Erosion is the wearing away of the material surface by the natural action of wind, windblown particles and water. It can occur with limestone as well as any exposed materials. Inspections should include examination for any apparent loss of detail and edge sharpness which could be due to erosion.

Erosion may be less of a problem on rock-faced or quarry-faced marble, but may be a more serious problem on stone with more precise detail. Little can be done to correct this problem once it occurs, other than to protect the surface from further exposure. This may stop or at least retard the erosion process.


This is an early stage of peeling, exfoliation, delamination or spalling evidenced by the detachment of small flat thin pieces of the outer layers of stone from a larger piece of stone. Flaking is usually caused by capillary moisture or freeze-thaw cycles which occur within the masonry.

The problem can also occur due to sub-florescence, so that if flaking occurs, the area should be examined to determine if salt crystallization is occurring in the flaked areas.


Peeling is the flaking away of the stone surface from the substrate in strips or layers. It may result from the improper application of masonry coatings which result in failure of the coating and/or stone surface. It may also result from a defect in the stone, or from weathering.

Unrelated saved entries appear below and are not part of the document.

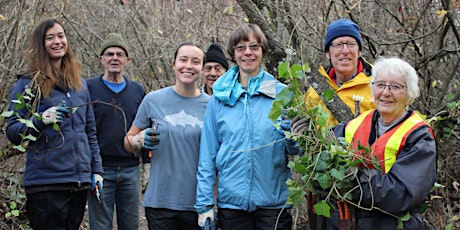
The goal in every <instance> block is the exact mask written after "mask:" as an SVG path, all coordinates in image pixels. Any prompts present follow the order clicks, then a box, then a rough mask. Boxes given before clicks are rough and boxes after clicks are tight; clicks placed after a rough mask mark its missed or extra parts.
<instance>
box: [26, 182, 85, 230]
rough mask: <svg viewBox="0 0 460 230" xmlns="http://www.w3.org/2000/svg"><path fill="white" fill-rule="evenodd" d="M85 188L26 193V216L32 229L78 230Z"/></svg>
mask: <svg viewBox="0 0 460 230" xmlns="http://www.w3.org/2000/svg"><path fill="white" fill-rule="evenodd" d="M87 194H88V191H87V190H80V191H74V190H71V191H44V192H37V193H32V194H27V201H26V216H27V218H28V219H29V222H30V226H31V227H32V228H33V229H34V230H42V229H43V230H45V229H46V230H78V229H79V227H80V224H81V222H82V221H83V215H84V213H85V205H86V199H87Z"/></svg>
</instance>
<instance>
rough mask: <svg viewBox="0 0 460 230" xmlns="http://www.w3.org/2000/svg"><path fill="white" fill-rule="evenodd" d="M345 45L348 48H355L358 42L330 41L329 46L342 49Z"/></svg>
mask: <svg viewBox="0 0 460 230" xmlns="http://www.w3.org/2000/svg"><path fill="white" fill-rule="evenodd" d="M344 45H347V48H348V49H353V48H355V47H356V46H357V45H358V43H357V42H338V43H331V47H332V48H334V49H335V50H342V49H343V46H344Z"/></svg>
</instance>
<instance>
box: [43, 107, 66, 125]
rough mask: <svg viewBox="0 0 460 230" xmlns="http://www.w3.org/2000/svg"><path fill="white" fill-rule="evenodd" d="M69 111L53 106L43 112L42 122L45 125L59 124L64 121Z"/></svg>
mask: <svg viewBox="0 0 460 230" xmlns="http://www.w3.org/2000/svg"><path fill="white" fill-rule="evenodd" d="M68 113H69V110H67V109H66V108H65V107H62V106H53V107H50V108H48V109H47V110H45V112H43V113H42V122H43V124H45V125H48V124H54V123H56V124H61V123H62V121H63V120H64V117H65V116H67V115H68Z"/></svg>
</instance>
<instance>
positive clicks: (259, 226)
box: [217, 208, 292, 230]
mask: <svg viewBox="0 0 460 230" xmlns="http://www.w3.org/2000/svg"><path fill="white" fill-rule="evenodd" d="M217 218H218V220H219V226H220V227H221V229H222V230H232V229H234V230H241V229H244V230H267V229H268V230H273V229H278V230H291V227H292V215H291V209H290V208H286V209H257V210H255V211H254V212H246V211H242V210H234V209H227V208H219V211H218V212H217ZM275 227H276V228H275Z"/></svg>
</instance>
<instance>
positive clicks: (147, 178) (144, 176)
mask: <svg viewBox="0 0 460 230" xmlns="http://www.w3.org/2000/svg"><path fill="white" fill-rule="evenodd" d="M142 167H143V170H144V174H143V175H142V188H143V189H144V190H145V189H146V188H147V183H148V182H149V177H150V163H144V164H143V165H142Z"/></svg>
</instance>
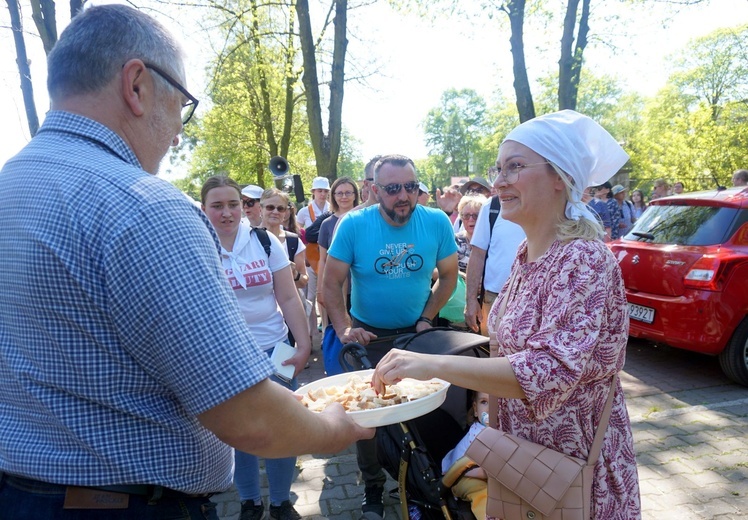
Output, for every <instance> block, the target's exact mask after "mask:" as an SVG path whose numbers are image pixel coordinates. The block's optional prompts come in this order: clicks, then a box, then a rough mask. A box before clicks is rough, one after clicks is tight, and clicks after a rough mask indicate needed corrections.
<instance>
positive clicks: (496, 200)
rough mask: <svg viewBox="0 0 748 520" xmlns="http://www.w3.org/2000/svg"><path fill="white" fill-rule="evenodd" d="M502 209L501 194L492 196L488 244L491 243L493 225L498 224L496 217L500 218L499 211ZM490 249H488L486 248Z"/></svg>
mask: <svg viewBox="0 0 748 520" xmlns="http://www.w3.org/2000/svg"><path fill="white" fill-rule="evenodd" d="M500 211H501V203H500V202H499V196H498V195H494V196H493V197H491V208H490V209H489V213H488V244H489V247H490V245H491V236H493V225H494V224H496V219H497V218H499V212H500ZM486 251H488V249H486Z"/></svg>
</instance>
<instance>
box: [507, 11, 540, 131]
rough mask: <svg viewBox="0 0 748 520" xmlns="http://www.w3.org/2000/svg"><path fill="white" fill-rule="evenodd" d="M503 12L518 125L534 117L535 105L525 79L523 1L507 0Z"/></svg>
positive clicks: (530, 92) (527, 79)
mask: <svg viewBox="0 0 748 520" xmlns="http://www.w3.org/2000/svg"><path fill="white" fill-rule="evenodd" d="M504 10H505V11H506V13H507V15H508V16H509V26H510V27H511V36H510V38H509V42H510V44H511V48H512V70H513V73H514V94H515V96H516V98H517V112H518V113H519V121H520V123H524V122H525V121H528V120H530V119H532V118H534V117H535V104H534V103H533V101H532V91H531V90H530V81H529V80H528V79H527V67H526V65H525V44H524V38H523V32H524V29H523V24H524V19H525V0H508V1H507V3H506V5H505V7H504Z"/></svg>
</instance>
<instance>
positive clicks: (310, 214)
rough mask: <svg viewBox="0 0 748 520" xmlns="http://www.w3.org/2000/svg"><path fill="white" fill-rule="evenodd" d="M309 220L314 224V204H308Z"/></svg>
mask: <svg viewBox="0 0 748 520" xmlns="http://www.w3.org/2000/svg"><path fill="white" fill-rule="evenodd" d="M309 218H310V219H311V220H312V222H314V221H315V220H316V217H315V216H314V204H313V203H311V202H310V203H309Z"/></svg>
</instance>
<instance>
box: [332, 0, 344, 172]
mask: <svg viewBox="0 0 748 520" xmlns="http://www.w3.org/2000/svg"><path fill="white" fill-rule="evenodd" d="M334 24H335V33H334V34H335V39H334V47H333V54H332V78H331V80H332V81H331V82H330V116H329V117H330V120H329V122H328V124H327V128H328V131H329V135H330V151H329V164H328V170H327V171H328V172H329V175H328V177H329V179H330V181H331V182H332V181H333V180H335V179H336V178H337V177H338V156H339V155H340V139H341V134H342V131H343V88H344V86H345V55H346V51H347V49H348V38H346V32H347V27H348V0H336V1H335V21H334Z"/></svg>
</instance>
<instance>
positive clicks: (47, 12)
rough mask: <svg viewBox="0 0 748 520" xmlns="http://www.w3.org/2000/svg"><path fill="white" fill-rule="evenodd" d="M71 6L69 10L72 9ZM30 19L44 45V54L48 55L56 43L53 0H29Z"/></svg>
mask: <svg viewBox="0 0 748 520" xmlns="http://www.w3.org/2000/svg"><path fill="white" fill-rule="evenodd" d="M72 7H73V6H72V4H71V9H72ZM31 13H32V14H31V18H32V19H33V20H34V24H36V30H37V31H39V36H40V37H41V39H42V45H44V52H45V53H46V54H47V55H49V53H50V51H51V50H52V47H54V46H55V43H57V22H56V21H55V20H56V15H55V2H54V0H31Z"/></svg>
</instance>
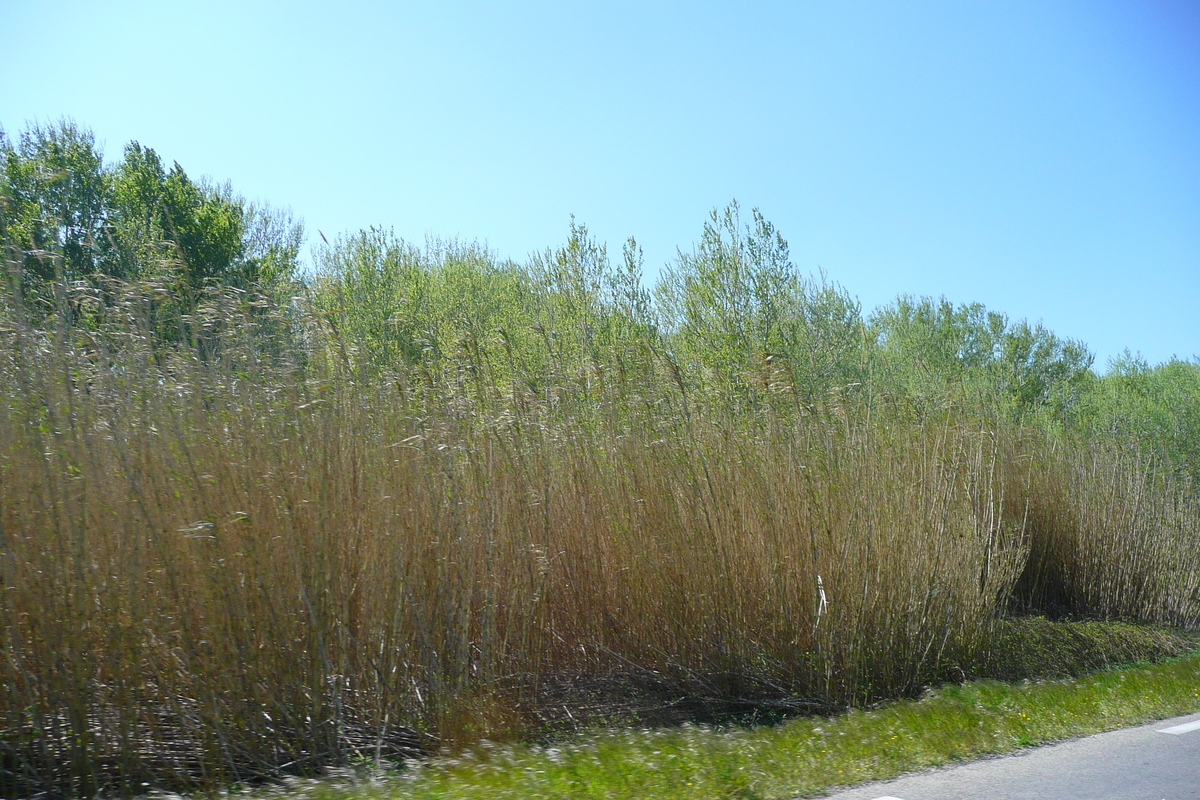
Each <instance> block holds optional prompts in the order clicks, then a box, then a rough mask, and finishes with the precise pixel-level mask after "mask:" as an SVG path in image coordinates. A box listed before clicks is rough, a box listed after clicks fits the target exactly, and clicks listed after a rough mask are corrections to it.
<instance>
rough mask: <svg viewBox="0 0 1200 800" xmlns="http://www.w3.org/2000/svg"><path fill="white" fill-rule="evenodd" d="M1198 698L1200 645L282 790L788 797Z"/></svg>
mask: <svg viewBox="0 0 1200 800" xmlns="http://www.w3.org/2000/svg"><path fill="white" fill-rule="evenodd" d="M1198 710H1200V651H1196V652H1193V654H1190V655H1188V656H1184V657H1181V658H1176V660H1172V661H1169V662H1165V663H1159V664H1152V666H1145V664H1138V666H1133V667H1128V668H1122V669H1111V670H1106V672H1102V673H1096V674H1092V675H1087V676H1084V678H1079V679H1070V680H1055V681H1040V682H1025V684H1002V682H998V681H994V680H980V681H973V682H968V684H964V685H961V686H955V685H947V686H942V687H941V688H937V690H936V691H930V692H928V693H926V696H925V697H923V698H922V699H918V700H907V702H896V703H892V704H888V705H883V706H880V708H876V709H871V710H856V711H851V712H848V714H845V715H842V716H838V717H832V718H827V717H806V718H797V720H792V721H790V722H787V723H785V724H781V726H776V727H763V728H754V729H745V728H708V727H696V726H688V727H683V728H670V729H656V730H614V732H607V733H601V734H593V735H589V736H581V738H578V739H575V740H571V741H570V742H566V744H562V745H559V746H556V747H529V746H503V747H502V746H494V747H485V748H478V750H476V751H475V752H473V753H468V754H464V756H460V757H456V758H445V759H439V760H436V762H431V763H427V764H424V765H421V766H418V768H415V769H413V770H409V771H408V772H407V774H404V775H402V776H400V777H388V778H383V780H377V781H358V782H354V781H314V782H295V783H292V784H289V786H288V787H286V788H281V789H277V790H275V792H271V794H276V792H277V793H278V794H280V795H284V796H293V798H294V796H295V795H298V794H300V795H306V796H312V798H329V799H330V800H334V799H338V800H341V799H346V800H350V799H354V800H359V799H362V800H366V799H368V798H397V799H398V798H412V799H420V798H480V799H482V798H488V799H491V798H521V799H538V798H596V799H600V798H604V799H618V798H659V799H673V798H678V799H683V798H746V799H750V798H788V796H798V795H811V794H817V793H821V792H824V790H828V789H830V788H833V787H839V786H850V784H853V783H859V782H863V781H868V780H878V778H888V777H894V776H896V775H900V774H902V772H907V771H911V770H917V769H922V768H926V766H935V765H940V764H947V763H950V762H956V760H964V759H970V758H974V757H978V756H983V754H986V753H1002V752H1007V751H1012V750H1016V748H1019V747H1025V746H1028V745H1036V744H1040V742H1048V741H1054V740H1056V739H1064V738H1070V736H1079V735H1084V734H1091V733H1098V732H1100V730H1110V729H1114V728H1120V727H1124V726H1132V724H1140V723H1144V722H1147V721H1151V720H1156V718H1164V717H1169V716H1176V715H1182V714H1188V712H1193V711H1198ZM277 796H278V795H277Z"/></svg>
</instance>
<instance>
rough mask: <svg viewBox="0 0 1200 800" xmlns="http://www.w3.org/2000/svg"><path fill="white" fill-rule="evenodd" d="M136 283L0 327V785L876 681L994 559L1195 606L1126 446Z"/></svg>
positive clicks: (962, 595) (934, 627)
mask: <svg viewBox="0 0 1200 800" xmlns="http://www.w3.org/2000/svg"><path fill="white" fill-rule="evenodd" d="M152 296H154V294H152V291H149V290H146V289H145V288H144V287H110V288H108V289H106V290H104V291H94V290H88V289H82V288H80V289H70V290H64V291H62V296H61V297H60V301H61V302H60V311H61V312H62V314H60V317H59V320H60V321H59V324H50V325H32V324H30V323H29V320H28V319H26V318H25V317H24V315H23V314H22V313H19V311H18V306H17V305H16V303H10V305H8V308H7V312H6V317H5V321H4V326H2V330H0V381H2V384H4V386H2V390H4V391H2V392H0V396H2V398H4V399H0V656H2V658H0V670H2V672H4V681H2V690H0V794H4V795H6V796H14V795H22V796H24V795H31V794H47V795H64V796H65V795H72V796H79V795H89V796H91V795H95V794H96V793H97V792H109V793H122V794H132V793H138V792H142V790H144V789H145V788H149V787H158V788H170V789H190V788H203V787H208V788H212V787H218V786H222V784H227V783H228V782H230V781H239V780H251V778H258V777H264V776H271V775H277V774H280V772H289V771H290V772H313V771H317V770H319V769H322V768H324V766H329V765H338V764H346V763H348V762H371V760H373V759H374V760H378V759H379V758H383V757H396V756H398V754H404V753H413V752H419V751H422V750H430V748H432V747H437V746H439V745H442V744H448V742H449V744H455V742H466V741H469V740H472V739H475V738H480V736H488V738H498V736H504V735H515V734H528V733H529V732H536V730H538V729H542V728H545V727H546V726H554V724H563V723H564V721H569V720H574V718H577V717H578V718H587V720H590V721H595V720H600V718H604V716H605V715H606V714H617V712H618V711H619V710H620V709H622V708H624V706H623V704H625V705H629V704H634V705H636V704H638V703H641V706H640V709H641V711H643V712H654V711H655V709H654V708H650V706H653V705H654V704H656V705H658V706H660V708H659V709H658V710H659V711H661V712H662V714H665V715H670V712H671V711H672V709H684V710H686V711H688V712H695V711H703V710H704V709H726V710H727V709H738V708H756V706H757V708H778V709H791V710H797V709H803V708H806V706H811V708H827V706H830V705H840V704H846V703H852V702H862V700H869V699H872V698H878V697H887V696H894V694H901V693H906V692H912V691H914V690H917V688H918V687H920V686H922V685H924V684H925V682H928V681H931V680H937V679H942V678H947V676H954V675H955V674H958V673H956V669H959V668H961V667H964V666H966V664H970V663H971V662H972V660H973V658H974V654H976V651H977V650H978V649H979V648H980V646H985V642H986V634H988V631H989V626H990V624H991V621H992V620H994V618H995V615H996V613H997V609H1000V608H1002V607H1004V604H1006V603H1007V602H1009V597H1010V594H1012V591H1013V588H1014V585H1016V587H1028V585H1033V587H1036V589H1031V590H1028V593H1027V596H1028V597H1030V599H1031V602H1032V600H1033V599H1034V597H1044V596H1049V594H1048V591H1049V590H1046V589H1045V588H1046V587H1050V585H1051V584H1052V583H1054V582H1055V581H1057V582H1060V583H1061V584H1062V587H1064V589H1063V591H1067V593H1068V594H1069V595H1070V597H1072V599H1073V600H1072V602H1078V603H1079V604H1080V606H1087V607H1088V608H1096V609H1098V610H1100V612H1102V613H1111V612H1121V613H1129V614H1147V615H1150V616H1152V618H1154V619H1183V618H1187V619H1192V620H1195V612H1196V602H1195V594H1194V593H1193V594H1192V595H1188V594H1187V591H1181V590H1180V588H1178V585H1175V584H1172V583H1170V581H1168V579H1166V576H1169V577H1170V578H1171V579H1181V578H1182V579H1189V581H1190V584H1187V585H1189V587H1195V585H1196V571H1195V563H1194V558H1195V555H1194V553H1195V548H1194V547H1193V548H1192V549H1190V551H1188V548H1187V546H1186V545H1187V542H1194V541H1195V539H1194V537H1195V525H1194V522H1195V506H1194V505H1190V504H1188V503H1184V501H1182V500H1178V499H1177V495H1174V494H1170V487H1169V486H1165V485H1162V483H1160V482H1158V483H1156V482H1154V481H1153V480H1152V479H1150V477H1146V479H1140V477H1139V475H1142V474H1144V471H1145V470H1142V471H1138V470H1139V469H1141V467H1142V465H1139V464H1136V463H1129V462H1128V461H1122V459H1121V458H1120V457H1118V456H1117V455H1114V453H1105V452H1099V451H1097V452H1094V453H1093V462H1087V463H1093V464H1094V465H1093V468H1091V471H1088V468H1087V467H1086V464H1085V461H1086V458H1085V456H1086V453H1085V455H1084V456H1080V455H1075V453H1073V455H1058V453H1049V455H1048V452H1049V451H1044V450H1038V449H1037V446H1034V445H1033V444H1028V443H1024V440H1020V441H1016V443H1015V444H1014V440H1013V439H1007V438H1006V437H1004V435H1003V434H1002V433H998V432H997V429H996V428H995V427H991V426H985V425H967V423H965V422H961V421H955V420H953V419H947V420H943V421H940V422H926V423H925V425H922V426H913V425H906V423H902V422H900V421H887V420H882V421H881V420H878V419H876V420H870V417H869V415H865V414H863V415H860V414H858V413H857V411H856V410H854V409H847V408H841V407H839V408H832V409H829V410H828V413H827V414H815V415H808V416H796V415H784V414H780V415H778V416H775V415H773V414H772V413H770V411H769V409H768V410H766V411H763V414H762V415H760V416H757V417H733V416H731V415H728V414H726V413H724V411H722V410H721V409H720V408H714V407H707V405H704V404H703V403H700V404H697V403H696V402H695V401H694V399H691V398H689V396H688V393H686V385H685V383H684V381H683V380H677V378H678V372H677V371H676V369H674V368H673V365H671V363H670V362H668V361H666V360H664V359H661V357H658V360H656V356H655V354H653V353H648V354H643V356H644V357H643V360H642V367H641V372H640V373H638V372H637V371H634V369H625V368H624V367H622V368H619V369H618V368H612V369H607V368H604V367H602V365H595V369H594V371H593V372H592V373H589V374H587V375H582V374H581V375H569V374H568V375H559V379H558V383H553V384H550V385H546V384H545V383H542V384H538V383H536V381H526V383H520V381H511V383H503V381H498V380H496V379H493V378H491V377H490V375H491V372H490V367H488V365H490V359H492V357H503V348H497V349H498V350H499V354H498V355H496V356H492V355H488V353H487V350H488V348H486V347H482V345H480V344H479V343H476V342H464V343H463V347H462V351H461V354H460V356H458V357H457V360H456V361H454V363H448V365H445V366H444V368H440V369H430V368H416V369H413V371H401V372H397V373H395V374H394V375H392V379H390V380H383V379H371V380H366V379H359V378H358V374H356V372H355V367H354V361H355V353H354V343H353V342H346V341H342V339H340V338H337V336H336V335H331V333H330V332H329V331H328V330H325V329H324V327H323V323H322V320H320V319H319V318H312V319H310V318H305V317H304V315H302V314H296V313H287V314H286V313H283V312H282V311H281V309H275V308H271V307H270V303H269V302H266V301H265V300H262V301H256V302H247V299H246V297H244V296H238V295H235V294H233V293H224V294H221V293H217V294H215V295H214V296H211V297H210V299H209V301H206V302H205V303H203V305H202V306H200V307H198V308H197V309H196V312H194V313H193V314H191V315H186V317H181V318H179V320H178V323H179V326H178V336H174V335H173V337H174V343H169V342H164V341H163V325H162V320H161V319H156V318H155V317H154V305H152V302H151V300H152ZM66 309H71V314H73V317H71V323H70V324H67V323H66V321H64V320H65V319H67V314H66ZM80 317H85V318H86V319H90V320H91V321H90V323H89V324H86V325H85V324H80V323H79V321H78V320H79V318H80ZM296 341H301V342H306V343H307V344H306V345H305V347H302V348H296V347H294V345H293V343H294V342H296ZM638 374H640V375H642V377H641V378H638V377H637V375H638ZM533 386H541V389H539V390H538V391H536V392H535V390H534V389H532V387H533ZM580 409H586V413H584V411H583V410H580ZM869 420H870V421H869ZM1034 444H1036V443H1034ZM1073 458H1074V459H1075V461H1072V459H1073ZM1056 459H1057V461H1056ZM1063 464H1070V465H1074V467H1075V469H1073V471H1072V470H1067V471H1061V470H1060V468H1061V467H1062V465H1063ZM1139 480H1142V482H1141V483H1139ZM1156 487H1157V488H1156ZM1171 503H1175V505H1171V506H1170V509H1168V507H1166V506H1168V505H1170V504H1171ZM1147 515H1150V516H1147ZM1127 524H1133V525H1135V529H1136V530H1138V531H1139V533H1138V534H1136V536H1138V539H1136V540H1135V541H1136V542H1139V545H1138V546H1136V547H1130V546H1128V542H1129V541H1134V540H1130V539H1129V537H1127V536H1123V535H1122V531H1123V530H1126V528H1124V525H1127ZM1163 531H1166V533H1165V534H1164V533H1163ZM1062 542H1067V543H1066V545H1063V543H1062ZM1164 542H1166V543H1164ZM1031 548H1032V552H1033V553H1034V555H1036V557H1037V560H1036V561H1033V563H1036V564H1037V565H1038V566H1037V567H1036V570H1034V571H1031V570H1033V567H1030V564H1031V561H1030V560H1028V558H1027V557H1028V554H1030V552H1031ZM1172 548H1174V549H1172ZM1163 554H1166V555H1163ZM1055 559H1057V561H1056V560H1055ZM1171 559H1175V560H1171ZM1188 559H1192V560H1188ZM1056 569H1057V570H1058V572H1055V570H1056ZM1189 570H1190V572H1189ZM1164 571H1165V572H1164ZM1151 578H1153V579H1151ZM1130 581H1133V582H1134V584H1135V585H1136V587H1138V590H1139V591H1140V593H1142V594H1140V595H1139V600H1138V601H1136V602H1130V603H1127V604H1126V606H1120V607H1117V606H1114V604H1111V599H1112V597H1116V596H1120V595H1121V594H1122V593H1123V591H1126V590H1128V588H1129V585H1128V584H1129V583H1130ZM1139 582H1141V583H1139ZM1039 591H1040V593H1042V594H1038V593H1039ZM1070 593H1073V594H1070ZM1090 593H1091V594H1090ZM1105 603H1110V604H1105ZM648 704H649V705H648Z"/></svg>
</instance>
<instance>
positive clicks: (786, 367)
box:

Encrustations of the surface caused by chemical reactions with environmental elements may also peel or flake along the bedding plane.

Rising Damp:

Rising damp is the suction of ground water into the base of masonry through capillary action. Moisture is drawn up into the stone and may rise and fall due to conditions of temperature; humidity; site grading; absence or failure of damp courses, and/or treatments to the masonry surfaces which affect evaporation.

During active wet periods, rising damp may be visible as a darkening of the stone along the base at ground level.Due to the continuous changing of the moisture level due to varying exposure conditions, staining or efflorescence may be visible at a range of several feet up from the ground. Continuation of the problem can lead to more severe problems of flaking, peeling and/or spalling, but the correction of the problem requires the elimination of the source of water or the interruption of its path into the stone by physical or chemical damp-proofing.


Spalling is the separation and breaking away of pieces of stone due to sub-florescence, freeze-thaw, improper repointing withtoo hard a mortar mixcontaining too much portland cement, or structural overloading of the stone.

Spalling is less frequent with limestone than with sedimentary stones which are also less hard. Limestone is hard enough to resist internal forces which would cause spalling in other natural stones or fabricated masonry.

For specific guidance on repairing spalling limestone, see 04400- 03-R and 04455-03-R.


This is a potentially harmful internal accumulation of soluble salts deposited under or just beneath the masonry surface as moisture in the wall evaporates.

The build-up of salts and their crystallization can create substantial pressures within the masonry, causing pieces to break off along the planes of deposition. Efflorescence at the surface is an indication that sub-florescence is possible. Techniques for mitigating the problem include poulticing, removal of identified salt sources, elimination of moisture in the stone and damp- proofing.